Crews find no trace of avalanche victims


Warning signs mark the boundary of The Canyons ski resort. 
 (Associated Press / The Spokesman-Review)
Paul Foy Associated Press

PARK CITY, Utah – Rescue workers spent all day Saturday digging through a massive snow pile but found no traces of five people feared dead in a 300-yard-wide, 500-yard-long avalanche that cascaded down a Utah mountainside a day earlier.

Exactly how many skiers were buried in the Friday afternoon snow slide remained unclear late Saturday afternoon.

Summit County Sheriff Dave Edmunds said officials were still trying to match eyewitness accounts to a list of skiers who were thought to have been in the area when the avalanche happened.

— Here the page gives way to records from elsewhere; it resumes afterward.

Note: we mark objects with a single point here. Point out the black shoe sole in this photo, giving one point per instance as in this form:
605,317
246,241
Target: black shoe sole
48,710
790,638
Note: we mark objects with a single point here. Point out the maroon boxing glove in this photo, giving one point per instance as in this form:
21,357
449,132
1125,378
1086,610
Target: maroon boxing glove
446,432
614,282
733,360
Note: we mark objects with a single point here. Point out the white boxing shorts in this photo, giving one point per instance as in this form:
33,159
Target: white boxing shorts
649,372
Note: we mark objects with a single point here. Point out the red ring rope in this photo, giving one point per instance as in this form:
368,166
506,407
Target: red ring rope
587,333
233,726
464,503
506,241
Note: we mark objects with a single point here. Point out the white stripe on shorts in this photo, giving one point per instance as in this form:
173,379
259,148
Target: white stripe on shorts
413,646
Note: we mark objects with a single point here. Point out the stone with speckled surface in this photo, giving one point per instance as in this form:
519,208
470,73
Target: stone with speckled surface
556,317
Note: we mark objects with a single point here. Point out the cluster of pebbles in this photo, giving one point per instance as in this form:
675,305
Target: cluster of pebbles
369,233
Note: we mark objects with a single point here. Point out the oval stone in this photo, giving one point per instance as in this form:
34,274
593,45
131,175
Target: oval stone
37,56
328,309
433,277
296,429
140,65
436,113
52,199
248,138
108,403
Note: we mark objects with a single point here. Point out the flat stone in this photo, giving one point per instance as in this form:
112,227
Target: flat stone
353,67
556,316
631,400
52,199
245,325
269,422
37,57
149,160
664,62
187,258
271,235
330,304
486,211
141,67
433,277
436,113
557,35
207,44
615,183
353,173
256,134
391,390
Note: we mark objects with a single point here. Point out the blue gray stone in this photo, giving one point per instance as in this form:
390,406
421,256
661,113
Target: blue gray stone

Sheriff’s Capt. Alan Siddoway said officials knew of five people who were unaccounted for when the search resumed Saturday morning.

As of late Saturday afternoon, as the day’s search was winding down, searchers had confirmed the identity of only one victim, a Montana man in his 20s whose name was not released.

The search had shifted from a rescue to a recovery mission by Friday evening. With such a huge amount of snow to search through, progress was slow.

The search ended for the night Saturday, with crews having gone over most of the avalanche area. Edmunds said that if the search crews go over the debris field twice without finding anything, machines would be brought in to strip away layers of snow to help the volunteers.

The danger of more avalanches remained high in the Wasatch Mountains, which received as much as 8 feet of wet, heavy snow over the last two weeks.

Volunteers are “risking their lives trying to make a recovery,” Edmunds said.

“It’s very frustrating because these kids should not have been in that area. This was an area that was roped off and signed, and they just chose to ignore it,” the sheriff said.